UNICEF estimates that 800 women die of pregnancy-related causes every day. Despite a decline in maternal mortality rates over the past few years, about a quarter of those are Indian women. Roughly 70 percent of India’s pregnant women live in rural areas, where access to doctors, monitoring equipment, and education is scarce. Technology, though, is not scarce; there are nearly a billion active phone subscribers in India. And that opens the door for some solutions.
SaveMom was founded in 2016 by Sunder Jagannathan and Senthil Kumar, two tech entrepreneurs from Bangalore, India. Jagannathan and Kumar wanted to help pregnant women solve four major problems: how often to see a doctor, how to alert a doctor during the day if necessary, how to remind patients to take medicine, and how to gauge their and their baby’s health at home.
They set to creating a sort of home-brewed smartwatch, capable of keeping appointments, monitoring heart rate, and dialing emergency services. This turned into a company, and eventually ended up winning some startup competitions — Facebook’s Code for the Next Billion among them.
SaveMom was initially going to be an app for urban women, but after getting involved in the space, the company realized that rural women vastly outnumber those in urban areas, and that their needs were, if anything, greater. According to the WHO, 66 percent of India’s 1.3 billion people lives in rural areas. About half of all pregnant Indian women have prenatal checkups fewer than four times during their entire pregnancy, according to a national survey. Going out in the field, the SaveMom team found that many rural women saw a doctor two times or fewer during their pregnancy.

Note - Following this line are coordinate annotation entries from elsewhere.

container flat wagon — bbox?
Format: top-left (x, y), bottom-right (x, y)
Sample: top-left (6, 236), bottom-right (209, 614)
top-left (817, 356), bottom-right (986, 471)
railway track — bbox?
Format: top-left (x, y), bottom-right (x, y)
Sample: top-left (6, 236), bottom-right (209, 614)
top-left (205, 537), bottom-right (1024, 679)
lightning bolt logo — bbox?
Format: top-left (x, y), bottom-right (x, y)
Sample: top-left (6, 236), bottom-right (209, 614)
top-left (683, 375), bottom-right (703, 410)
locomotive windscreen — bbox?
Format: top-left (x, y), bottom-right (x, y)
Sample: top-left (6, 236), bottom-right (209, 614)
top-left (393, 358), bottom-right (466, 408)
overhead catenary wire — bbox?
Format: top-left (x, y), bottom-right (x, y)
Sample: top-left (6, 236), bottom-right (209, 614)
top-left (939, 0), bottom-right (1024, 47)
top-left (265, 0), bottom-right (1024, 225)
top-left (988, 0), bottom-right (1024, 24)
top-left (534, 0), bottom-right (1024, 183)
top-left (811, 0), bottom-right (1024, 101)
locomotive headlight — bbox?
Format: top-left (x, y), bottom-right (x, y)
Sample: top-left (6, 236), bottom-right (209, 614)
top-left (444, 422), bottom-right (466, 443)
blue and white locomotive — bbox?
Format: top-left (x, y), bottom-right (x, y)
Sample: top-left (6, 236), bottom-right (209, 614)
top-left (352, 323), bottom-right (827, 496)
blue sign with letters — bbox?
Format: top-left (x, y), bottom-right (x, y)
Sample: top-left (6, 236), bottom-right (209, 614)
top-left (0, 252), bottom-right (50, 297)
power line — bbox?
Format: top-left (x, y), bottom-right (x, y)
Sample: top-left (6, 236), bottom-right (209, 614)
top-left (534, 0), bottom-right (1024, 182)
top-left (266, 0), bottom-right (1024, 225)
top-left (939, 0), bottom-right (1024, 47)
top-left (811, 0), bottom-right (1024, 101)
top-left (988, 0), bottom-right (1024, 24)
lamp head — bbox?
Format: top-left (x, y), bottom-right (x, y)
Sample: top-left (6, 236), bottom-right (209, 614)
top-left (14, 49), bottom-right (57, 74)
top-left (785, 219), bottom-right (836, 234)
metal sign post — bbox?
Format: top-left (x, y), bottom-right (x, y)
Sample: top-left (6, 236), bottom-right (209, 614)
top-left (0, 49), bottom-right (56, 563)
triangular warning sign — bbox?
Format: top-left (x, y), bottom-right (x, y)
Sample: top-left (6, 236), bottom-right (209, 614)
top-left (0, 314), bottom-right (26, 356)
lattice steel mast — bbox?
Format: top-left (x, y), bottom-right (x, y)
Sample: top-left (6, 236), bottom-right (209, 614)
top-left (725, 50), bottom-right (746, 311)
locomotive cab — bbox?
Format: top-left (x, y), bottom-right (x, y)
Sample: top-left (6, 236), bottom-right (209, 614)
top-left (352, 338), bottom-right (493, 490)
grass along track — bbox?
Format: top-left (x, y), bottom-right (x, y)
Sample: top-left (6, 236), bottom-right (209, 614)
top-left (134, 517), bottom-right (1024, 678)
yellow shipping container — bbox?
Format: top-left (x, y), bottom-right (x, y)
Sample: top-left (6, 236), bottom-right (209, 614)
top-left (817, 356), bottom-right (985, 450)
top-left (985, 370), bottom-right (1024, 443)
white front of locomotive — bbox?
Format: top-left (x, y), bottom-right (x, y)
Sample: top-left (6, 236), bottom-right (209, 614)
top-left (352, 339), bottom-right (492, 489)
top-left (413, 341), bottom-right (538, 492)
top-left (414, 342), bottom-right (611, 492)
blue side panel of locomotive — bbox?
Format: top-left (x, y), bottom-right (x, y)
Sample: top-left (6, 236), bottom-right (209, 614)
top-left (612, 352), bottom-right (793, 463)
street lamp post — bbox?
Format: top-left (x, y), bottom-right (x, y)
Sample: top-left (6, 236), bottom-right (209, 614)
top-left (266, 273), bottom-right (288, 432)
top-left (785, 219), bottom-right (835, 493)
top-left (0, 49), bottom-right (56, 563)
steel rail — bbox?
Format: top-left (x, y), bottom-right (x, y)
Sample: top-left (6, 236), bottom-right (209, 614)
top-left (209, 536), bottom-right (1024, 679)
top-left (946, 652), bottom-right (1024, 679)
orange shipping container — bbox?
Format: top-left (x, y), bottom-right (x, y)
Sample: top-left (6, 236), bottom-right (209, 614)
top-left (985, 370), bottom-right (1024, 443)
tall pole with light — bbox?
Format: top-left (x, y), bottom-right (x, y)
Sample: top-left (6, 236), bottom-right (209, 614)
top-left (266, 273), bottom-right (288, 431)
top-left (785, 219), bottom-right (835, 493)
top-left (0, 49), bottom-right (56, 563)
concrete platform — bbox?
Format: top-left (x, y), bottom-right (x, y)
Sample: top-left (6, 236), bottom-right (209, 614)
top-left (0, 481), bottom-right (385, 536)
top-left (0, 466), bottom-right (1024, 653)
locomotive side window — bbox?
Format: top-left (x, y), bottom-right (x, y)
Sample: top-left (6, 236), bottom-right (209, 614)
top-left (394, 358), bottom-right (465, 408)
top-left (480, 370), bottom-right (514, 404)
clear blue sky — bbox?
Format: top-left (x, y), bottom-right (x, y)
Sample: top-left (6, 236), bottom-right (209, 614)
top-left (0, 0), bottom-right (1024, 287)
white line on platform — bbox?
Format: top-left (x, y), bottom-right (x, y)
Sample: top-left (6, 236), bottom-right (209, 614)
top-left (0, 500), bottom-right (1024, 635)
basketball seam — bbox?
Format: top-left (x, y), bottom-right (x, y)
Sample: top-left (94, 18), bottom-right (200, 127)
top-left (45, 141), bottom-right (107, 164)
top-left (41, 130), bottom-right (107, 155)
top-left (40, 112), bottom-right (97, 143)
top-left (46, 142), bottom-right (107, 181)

So the SaveMom app, which is currently doing pilot tests and not yet available publicly, will have two different branches. One is SaveMom Premium, which features an updated version of that wearable device. It syncs with a mobile phone to set reminders for appointments, provide health information, track heart rate and physical activity, and store medical reports.
SaveMom Ahalya is the other branch, designed specifically for rural areas. Ahalya is a kit, almost like a first aid kit, of specially designed gadgets: a fetal heart-rate monitor, blood-pressure monitor, pulse oximeter (that’s the little clip the doctor puts on your finger while taking your blood pressure; it measures oxygen saturation in the blood), blood-glucose monitor, and a smart scale (which measures body fat, metabolic rate, and various other info).
The idea is that SaveMom will partner with local governments and NGOs to bring the Ahalya kit to smaller villages, where multiple patients can share them. They’ve already locked down some partners, including the state government of Karnataka and a nonprofit called Amrita SeRVe. Those organizations can send someone out to the villages with the kit and measure every pregnant woman quickly, with no expertise needed; the app walks through the basic steps of, you know, Velcro-ing the heart-rate monitor on the patient’s arm. If there’s internet connectivity, it’ll upload to the cloud right away; if not, it can be stored on a mobile device until it has connectivity.
“We went through a lot of WHO reports and we found that the problem was a lot bigger than we had imagined,” said SaveMom’s Divya Krishnan in an interview with the Bridge. “In rural areas, accessibility to healthcare is a major issue and so is the lack of awareness.” SaveMom’s team hopes that its ease of use, coupled with India’s impressive connectivity, can help address the issue.